I don't want to get into a huge fight here, but, honestly, I think that the whole "organ donors are more deserving than non-donors" issue is a canard. Being on an organ-donor list suggests a future preference along the lines of "Should I, in the future, become unable to continue using my organs, I wish that these organs should go to another." Certainly an admirable position, but one that (theoretically) only takes effects once the donor is deceased. Thus, if said person ever needed a transplant, one would assume they would be alive, and thus they would not yet have given anything but a future promise in return for their transplant. Call me cynical, but there would still be room for declining to donate in the future as the decision would not yet have been fully enacted. What real measures are there to prevent people from signing up to become organ donors in order to receive preferential placement on a transplant list then failing to donate their organs later? Would doctors take back the received organs if the patient reneged on his commitment?

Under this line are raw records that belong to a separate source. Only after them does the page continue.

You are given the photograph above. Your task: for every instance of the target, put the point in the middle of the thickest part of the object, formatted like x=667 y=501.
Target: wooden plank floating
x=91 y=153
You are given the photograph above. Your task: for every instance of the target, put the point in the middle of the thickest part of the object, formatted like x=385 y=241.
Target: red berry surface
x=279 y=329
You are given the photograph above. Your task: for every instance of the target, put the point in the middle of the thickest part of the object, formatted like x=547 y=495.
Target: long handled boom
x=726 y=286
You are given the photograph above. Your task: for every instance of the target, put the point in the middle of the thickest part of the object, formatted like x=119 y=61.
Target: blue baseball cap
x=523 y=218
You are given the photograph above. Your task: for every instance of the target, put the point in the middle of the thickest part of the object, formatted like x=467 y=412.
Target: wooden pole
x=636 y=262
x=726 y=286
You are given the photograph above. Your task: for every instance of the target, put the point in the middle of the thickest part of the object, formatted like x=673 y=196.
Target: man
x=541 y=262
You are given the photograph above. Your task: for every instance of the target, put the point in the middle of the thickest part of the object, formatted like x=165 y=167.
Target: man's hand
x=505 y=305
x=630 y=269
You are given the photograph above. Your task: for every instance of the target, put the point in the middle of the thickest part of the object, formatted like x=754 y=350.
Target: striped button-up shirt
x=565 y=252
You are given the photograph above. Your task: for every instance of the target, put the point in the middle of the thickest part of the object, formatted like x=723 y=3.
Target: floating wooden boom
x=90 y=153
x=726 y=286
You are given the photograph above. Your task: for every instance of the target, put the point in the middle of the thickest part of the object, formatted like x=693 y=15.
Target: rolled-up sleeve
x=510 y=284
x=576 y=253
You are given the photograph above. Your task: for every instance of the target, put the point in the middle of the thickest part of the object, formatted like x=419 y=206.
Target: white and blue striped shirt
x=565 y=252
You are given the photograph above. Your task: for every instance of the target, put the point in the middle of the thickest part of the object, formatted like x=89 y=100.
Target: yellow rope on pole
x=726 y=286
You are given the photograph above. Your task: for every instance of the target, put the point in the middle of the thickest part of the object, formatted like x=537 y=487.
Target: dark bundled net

As a second point, are most people in need of organ donation themselves good candidates to be future donors? I'm not a doctor, nor do I pretend to be some sort of amateur expert, but it doesn't seem to me that there would be much overlap in the donor/recipient pool, particularly for the major organs that are most desperately needed to prevent others from losing their lives. It seems to me that the sorts of catastrophic diseases that wreak havoc on one's body, thus generating the need for a transplant, would likely damage the other organs to a degree that they would be unfit for transplant. Again, I don't know for sure, but this certainly seems likely, and it's not something I've seen addressed on these boards by people calling for preferences based on willingness to donate.
It's a noble thought to attempt to create a system that rewards potential donors in some fashion, though I would note that any form of other material compensation is still verboten (why in-kind transfers are permitted but other material rewards are not boggles the mind). Nevertheless, I don't think that the notion that donors are more deserving stands up to rigorous debate.
As for me personally, I don't know what I would do if ever faced with the situation of needing a transplant, but I don't see how making a costless commitment to donate after death entitles someone to a greater preference. Again, this idea that organ donors are a privileged class belies the entire premise behind organ donation, which is that you don't need the organs that you are giving up and thus cannot be incentivized by relying on their value. When you need a transplant, you would not part with your organs; when you are ready to be donor, you will never need a transplant.
And, to forestall some of the firestorm this may generate, I realize that I'm intentionally ignoring the issue of people donating kidneys, lobes of livers, bone marrow, and the like that can be taken from healthy individuals without sacrificing the donors' lives. These, in my view, are an entirely different kind of donation scheme, and finding a partner who will swap a kidney with you in the future does seem like a possible solution, though I would want to find someone who was willing to explicitly enter a contract with me rather than putting up my own kidney in the hopes that someone in a pool of willing donors might (or might not) be a match.